En France, le Centre National d’Études Spatiales travaille lui aussi activement au développement d'un concept de lanceur réutilisable. Il s'agit du projet FROG-H, dont les tests de vol débuteront en 2025. Dévoilé en 2017 sous l’appellation "Rocket for GNC démonstration" ou FROG, ce projet a pour objectif de mettre au point et de tester des algorithmes de guidage et de contrôle développés pour des véhicules réutilisables. Ce projet FROG implique par ailleurs des partenaires universitaires (IUT de Cachan/Innovlab), industriels (Polyvionics, DroneCenter) et associatifs (Planètes Sciences). Cet ensemble de tests est aussi l’occasion de servir de banc d’essais volant pour d’autres technologies. Avec FROG, le CNES a compris la leçon administrée au monde de l'industrie spatiale par SpaceX et a voulu rompre avec les méthodes de développement traditionnelles, en testant plusieurs solutions en parallèle afin de trouver la bonne formule. Le démonstrateur FROG-H, qui mesure 3,6 mètres de hauteur, est issu d'une première version du FROG-T, testé en 2019, qui avait atteint une altitude maximale de 30 mètres grâce à un moteur à turboréacteur. Pour cette version améliorée, le CNES collabore avec l’Institut de l’aviation Łukasiewicz en Pologne, pour le développement d’un moteur-fusée monergol.

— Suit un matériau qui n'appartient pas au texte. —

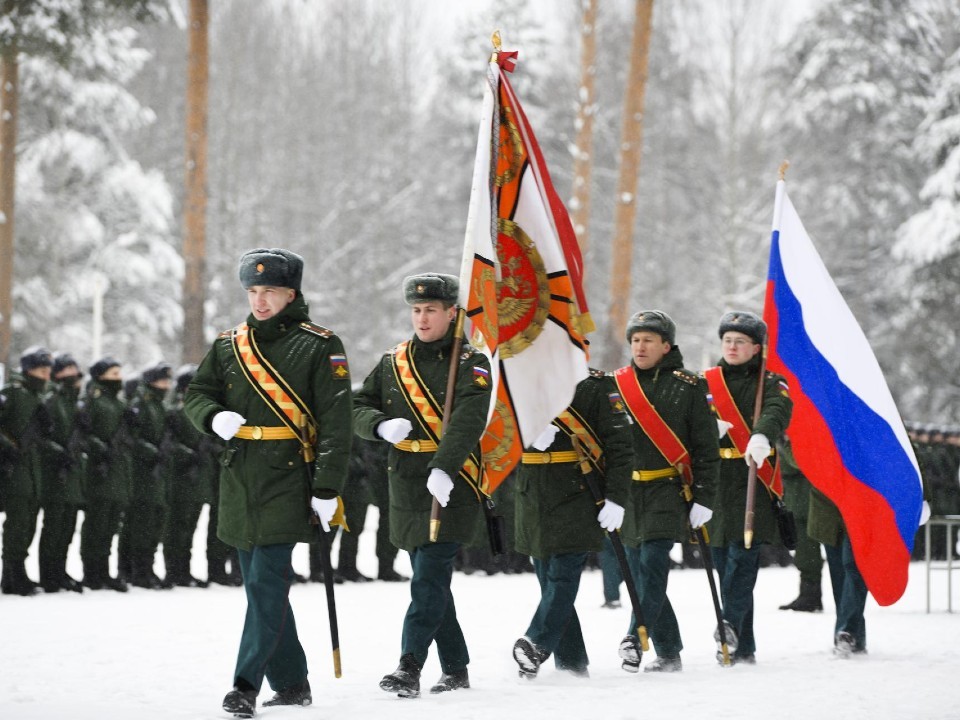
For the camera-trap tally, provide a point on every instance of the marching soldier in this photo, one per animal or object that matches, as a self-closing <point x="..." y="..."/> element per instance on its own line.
<point x="182" y="466"/>
<point x="733" y="390"/>
<point x="674" y="445"/>
<point x="809" y="561"/>
<point x="557" y="522"/>
<point x="402" y="402"/>
<point x="148" y="487"/>
<point x="24" y="423"/>
<point x="63" y="465"/>
<point x="263" y="387"/>
<point x="103" y="418"/>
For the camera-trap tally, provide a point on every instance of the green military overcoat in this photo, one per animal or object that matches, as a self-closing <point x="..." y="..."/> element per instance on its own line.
<point x="555" y="511"/>
<point x="25" y="423"/>
<point x="381" y="398"/>
<point x="656" y="510"/>
<point x="264" y="489"/>
<point x="103" y="417"/>
<point x="726" y="527"/>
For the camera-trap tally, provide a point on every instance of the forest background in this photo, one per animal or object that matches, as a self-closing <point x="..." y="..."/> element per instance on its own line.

Cette collaboration au niveau européen vise à disposer le plus rapidement possible de toute une gamme de lanceurs plus abordables et réutilisables. En parallèle de FROG-H, le CNES s’associe avec ses homologues japonais et allemands, JAXA et DLR, pour un projet d’envergure : Callisto. Ce démonstrateur de fusée réutilisable, dont le lancement inaugural est prévu fin 2025 depuis le Centre Spatial Guyanais, vise à atteindre les 20 kilomètres d’altitude avant de revenir se poser sur son site de lancement. Callisto est bien plus qu'un simple prototype et vise à tester le retour maîtrisé d’un lanceur, une manœuvre complexe qui permettrait une réduction drastique des coûts liés aux vols spatiaux. Équipé d’un moteur cryotechnique à hydrogène et oxygène, Callisto peut assurer une poussée modulable entre 16 et 46 kN, ce qui permet des ajustements en vol et un redémarrage en cours de mission, une performance essentielle pour les futurs lanceurs réutilisables. Le projet, qui bénéficie du soutien d’industriels internationaux (ArianeGroup, Mitsubishi Heavy Industries…), va permettre de mieux évaluer les coûts d’exploitation pour un lanceur européen réutilisable. Le programme Callisto se déroulera sur le site Diamant (utilisé pour les premières campagnes du lanceur Diamant B dans les années 70), au sein du Centre Spatial Guyanais de Kourou.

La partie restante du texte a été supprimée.